Выбрать главу

В этот первый день перед нами предстала сама Лилиан Бейлис, которая произнесла свое обычное материнское напутствие по случаю открытия нового сезона, а мы застенчиво столпились вокруг нее, подытоживая про себя первые впечатления друг от друга. Там были нервный, беспокойный Билли Уильямс, Маргита Хант и Адель Диксон, шикарные, как заправские вест-эндки, маленький Брембер Уиллс, Джайлз Айшем, Доналд Уолфилд и Лесли Френч. Вилли обсудил с нами «Ромео и Джульетту», пьесу, которой открывался сезон, и велел нам прочесть предисловие Гренвилл-Баркера.

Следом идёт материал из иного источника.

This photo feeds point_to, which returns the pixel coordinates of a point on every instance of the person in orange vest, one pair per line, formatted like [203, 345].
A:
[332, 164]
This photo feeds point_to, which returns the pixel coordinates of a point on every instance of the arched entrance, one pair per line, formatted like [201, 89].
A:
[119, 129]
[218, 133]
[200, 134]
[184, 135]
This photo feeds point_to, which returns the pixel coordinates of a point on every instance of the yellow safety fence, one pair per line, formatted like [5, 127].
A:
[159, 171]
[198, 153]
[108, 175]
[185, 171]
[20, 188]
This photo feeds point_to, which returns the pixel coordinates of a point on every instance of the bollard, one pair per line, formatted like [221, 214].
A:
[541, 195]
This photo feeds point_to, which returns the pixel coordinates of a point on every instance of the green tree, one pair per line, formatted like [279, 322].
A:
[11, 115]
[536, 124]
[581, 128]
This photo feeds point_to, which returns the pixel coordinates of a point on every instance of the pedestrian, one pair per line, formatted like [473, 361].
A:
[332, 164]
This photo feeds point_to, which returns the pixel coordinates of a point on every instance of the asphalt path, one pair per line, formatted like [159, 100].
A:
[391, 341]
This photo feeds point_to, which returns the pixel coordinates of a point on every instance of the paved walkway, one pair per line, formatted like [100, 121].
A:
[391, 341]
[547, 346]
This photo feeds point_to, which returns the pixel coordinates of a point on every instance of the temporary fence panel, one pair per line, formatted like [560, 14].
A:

Сам он только что провел уик-энд с Баркером, и тот передал нам свои наилучшие пожелания. Гордон Крэг тоже прислал мне письмо с пожеланиями успеха. «Главное, держись за Харкорта,— писал он,— и тогда совершишь великие дела».

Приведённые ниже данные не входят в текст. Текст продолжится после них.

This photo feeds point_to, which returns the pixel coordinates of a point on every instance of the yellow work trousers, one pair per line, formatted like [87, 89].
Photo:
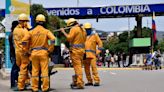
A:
[91, 62]
[40, 64]
[22, 62]
[77, 59]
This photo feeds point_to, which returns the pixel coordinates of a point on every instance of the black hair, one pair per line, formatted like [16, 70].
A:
[14, 24]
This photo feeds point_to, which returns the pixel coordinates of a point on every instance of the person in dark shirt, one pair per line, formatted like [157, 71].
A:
[15, 68]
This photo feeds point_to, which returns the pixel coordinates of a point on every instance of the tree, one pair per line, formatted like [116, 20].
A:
[161, 45]
[36, 9]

Потом Мартита и я отправились вместе завтракать. За едой мы возбужденно обсуждали события, а возвращаясь, заглянули в зал. Длинные пустые ряды кресел были накрыты чехлами, ложи с их уродливой лепкой и жесткими позолоченными стульями казались чопорными и непривлекательными, а ярус, когда мы стояли под ним у тонких узорных колонн, изгибался над нашими головами, словно подкова.

Мне вспомнились Рассел Торндайк в роли Пер Гюнта, стоящий, как пугало, над смертным ложем Озе, рисованные ульи в саду Шэллоу, Эндрью Ли, поющий свои грустные песенки под столом в покоях Гонерильи, и, прежде всего, трагические позы Эрнста Милтона в роли Ричарда II. Я видел, как он жалко корчится на земле в сцене перед замком Флинт, как, одинокий, преисполненный жалости к себе и все-таки не смирившийся, он стоит, отказываясь от своего королевства, в длинной черной бархатной мантии с широкими, свисающими до полу и отделанными горностаем рукавами.

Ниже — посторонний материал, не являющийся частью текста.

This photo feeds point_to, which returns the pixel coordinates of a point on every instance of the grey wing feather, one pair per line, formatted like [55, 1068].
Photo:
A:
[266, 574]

Поднимаясь по лестнице в репетиционную, мы прошли мимо дверей гардеробной. Я покинул Мартиту и проскользнул внутрь. За ближайшей стойкой возвышался похожий на великолепного бакалейщика главный костюмер Орландо Уайтхед, лысый, ухмыляющийся, с сильным йоркширским акцентом, в белом переднике, завязанном вокруг талии. За ним тянулись полки, стояли ящики и застекленные шкафы с запасом мантий и корон, шлемов, мечей и доспехов. Среди других костюмов, выделяясь своей богатой простотой, висела та самая черная бархатная мантия, которая так живо сохранилась в моей памяти. Рукава ее при ближайшем рассмотрении оказались отделаны не горностаем, а кроличьим мехом, но их крупные ниспадающие складки были, тем не менее, достаточно эффектны и живописны. Через несколько недель, думал я, я сам буду носить эту мантию в роли Ричарда. Романтическая традиция передачи пышных театральных костюмов от одного актера, играющего в классических ролях, к другому вдруг растрогала меня, и я отправился на репетицию, горя желанием доказать, что я достоин того благородного наследства, претендовать на которое явился в «Олд Вик».

*

Мы были страшно заняты, часто очень уставали, но нам никогда не было скучно. Случались у нас и провалы: первый сезон, например, мы начали в атмосфере уныния, под проклятия большинства критиков и многих завсегдатаев театра.

Главной нашей силой и опорой был Харкорт Уильямс. Он руководил нами с такой любовью и верой в нас, что порою казался ребячески наивным. Малейшее проявление эгоизма или вероломства по отношению к театру и к пьесе повергло бы его в такой ужас, что он просто не поверил бы этому. Любой из нас, несомненно, до сих пор помнит, как на премьерах он писал актерам и техническому персоналу записочки с пожеланиями успеха и выражениями благодарности (записок, выражающих неудовольствие и досаду, он почему-то никогда не присылал); как, возбуждая в нас интерес и недоумение, он завтракал исключительно вегетарианскими блюдами; как в критические минуты он бесстрашно раскуривал непривычную сигарету; как отчаянно пытался он сосредоточиться на каждой генеральной репетиции, когда его уже целиком поглощала мысль о распределении ролей в следующей пьесе и о декорациях к той, что пойдет за ней.

Я знаю, что Эллен Терри считала Харкорта Уильямса одним из самых блестящих молодых актеров его поколения. Ее влияние на Уильямса сказалось в том, что он был неизменно прям и честен, и в том, что ни одна из его работ в театре не запятнана дешевой вульгарностью. Я уверен, что именно ее мудрость, проницательность и художественная интуиция направляли его во многих трудных случаях на протяжении всех четырех лет напряженной работы в «Олд Вик», когда его повышенная чувствительность была обострена до предела.